Well I can’t help but wonder what effect they had on the midterm election results. Because it appears that youth voting went through the roof.

And NRA endorsed candidates did not do very well.

From the article:

Democrats say they will pass the most aggressive gun-control legislation in decades when they become the House majority in January, plans they renewed this week in the aftermath of a mass killing in a California bar.

Their efforts will be spurred by an incoming class of pro-gun-control lawmakers who scored big in Tuesday’s midterm elections, although any measure would likely meet stiff resistance in the GOP-controlled Senate.

Democrats ousted at least 15 House Republicans with “A” National Rifle Association ratings, while the candidates elected to replace them all scored an “F” NRA rating.

“This new majority is not going to be afraid of our shadow,” said Mike Thompson, a California Democrat who is chairman of the House Gun Violence Prevention Task Force. “We know that we’ve been elected to do a job, and we’re going to do it.”

For at least one of the candidates this was personal.

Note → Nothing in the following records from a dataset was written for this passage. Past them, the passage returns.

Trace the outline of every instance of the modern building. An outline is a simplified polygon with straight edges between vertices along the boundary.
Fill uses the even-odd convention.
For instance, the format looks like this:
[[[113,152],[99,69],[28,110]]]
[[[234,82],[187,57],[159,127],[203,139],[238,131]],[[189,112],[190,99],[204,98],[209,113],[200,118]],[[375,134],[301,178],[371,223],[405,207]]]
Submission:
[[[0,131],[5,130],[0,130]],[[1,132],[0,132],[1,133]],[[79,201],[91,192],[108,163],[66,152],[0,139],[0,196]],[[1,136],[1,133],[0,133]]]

Again from the WSJ:

The highest-profile gun-control advocate on the ballot Tuesday was Democrat Lucy McBath, who defeated GOP Rep. Karen Handel in a suburban Atlanta House contest. Ms. McBath, a former Delta Air Lines flight attendant, became a gun-control advocate after her teenage son, Jordan Davis, was shot and killed in 2012 by a man who said the boy was playing music too loud. The assailant was later convicted of murder.

Of course it is simplistic to attribute all credit for this result to March for our lives and associated movements.  Campaign finance played a significant part:

The gun-rights advocacy group [NRA] spent about $20 million in the 2018 election cycle—much of it on advertising backing the confirmation of Supreme Court Justices Neil Gorsuch and Brett Kavanaugh, NRA spokeswoman Jennifer Baker said.

Everytown for Gun Safety, the gun-control organization backed by former New York City Mayor Michael Bloomberg, and a group founded by former Democratic Rep. Gabrielle Giffords, who was critically wounded in a 2011 shooting, spent a combined $37 million in 2018.

But Gonzales and co should take a bow for turning the dominant American ethos around and for helping to make people with strong anti gun beliefs electable.